Chaque chapitre est aussi prétexte à situer les événements dans un contexte historique précis. Le troisième revient en arrière, en 1950, en pleine Guerre de Corée. La fillette a bien grandi, et a décidé de se faire passer pour un garçon. Elle est revenue dans son village natal, elle a vu les Yankees et les soldats du Sud sillonner les rues dans leurs camions militaires, elle a poursuivi sa route. Tout est brûlé, estropié. Elle rencontre un soldat blanc, lui dit qu’elle parle anglais, et qu’elle, il, s’appelle, Yongmal. « Ce n’était pas mon prénom, ni d’ailleurs un nom de garçon ». Le Yankee l’emmène à La Maison. « Un lieu de vie pour douze femmes sans domicile… On leur donne une seconde chance pour qu’elles puissent servir leur vrai pays auprès de soldats de son plus grand allié, les forces américaines, les héros qui sont venus les sauver des mains diaboliques des communistes ». À La Maison, on soigne les filles qui viennent de La Station de réconfort. Le détachement quasi clinique de la vieille dame à raconter cet épisode de sa vie est vertigineux. La Station abrite une usine, non pas de biens matériels mais de soldats imbibés, assoiffés de chair. On injecte des tas de choses dans le corps de ces filles, du mercure, de l’opium mais aussi de la pénicilline afin qu’elles puissent servir jusqu’à l’épuisement fatal. L’endroit appartient à une certaine Yongmal… Il brûlera.

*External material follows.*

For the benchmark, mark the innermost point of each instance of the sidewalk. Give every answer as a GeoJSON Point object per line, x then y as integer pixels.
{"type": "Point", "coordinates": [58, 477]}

Et puis on repart sur La deuxième Vie, en 1940. Les Japonais appâtent les jeunes filles, bourse universitaire, salaire, travail ou sucreries. En réalité, ils changent les patronymes et exigent qu’elles oublient le Coréen et apprennent le Japonais. La suite est banale en temps de guerre. « La journée, nombreux étaient les soldats qui tiraient de moi du réconfort – environ cinquante par jour en semaine, deux cents le week-end. Lorsque je perdais connaissance, ils me jetaient un seau d’eau glacée pour que je me réveille et que j’accomplisse mon devoir jusqu’à la nuit tombée ». Il y a une certaine Yongmal qui raconte des histoires avec tant de talent… La terre est sombre. «J’attrapais une poignée, et l’avalais ».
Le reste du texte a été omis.